At the start of the term the strike price of the underlying is set. On the following annual valuation dates there is a check of the current price of the underlying. If the underlying is at or above the strike price on the valuation date, the express bond is redeemed early at 100 % of the nominal amount and interest is paid. If the underlying quotes below the strike price, the bond is not redeemed. Also, there is no interest payment. The following year the underlying price is again checked on the valuation date.
If there is no early redemption during the term, the barrier serves as additional risk buffer on the final valuation date. If the closing price of the underlying on the final valuation date is at or above the barrier, then the redemption is at 100 % of the nominal amount. In addition, missed coupons are paid. If the closing price of the underlying is below the barrier, there is no interest payment and redemption is according to the performance of the underlying. In this case, capital loss up to total loss of invested capital is possible.
Besides this standard express bond, there are variations that may differ from the above description. There are memory express bonds, fix coupon express bonds and multi express bonds, the latter refering to several underlyings. In case of multi express bonds, (early) redemption and coupon payment depend on the performance of all underlyings, i.e. all underlyings must be at or above the respective barrier / strike price on the valuation dates. In addition, express bonds may have an "airbag" function, which serves as additional protection upon maturity, reducing potential capital loss.
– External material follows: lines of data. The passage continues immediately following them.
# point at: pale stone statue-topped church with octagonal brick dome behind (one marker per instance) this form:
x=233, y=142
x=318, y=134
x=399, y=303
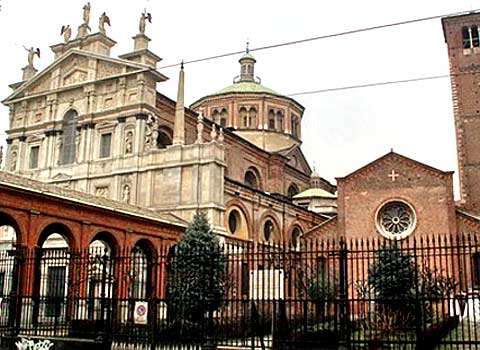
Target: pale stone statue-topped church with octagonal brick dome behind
x=98, y=124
Fix coupon express bonds pay the coupon regardless of the performance of the underlying. Memory express bonds offer the chance of a coupon payment even though there is no early redemption. This is the case if the underlying is below the strike price but at or above the coupon barrier. In case the underlying price is below the coupon barrier, there is no coupon payment. However, the missed coupon is paid if the underlying price is at or above the coupon barrier on one of the following valuation dates (= memory function).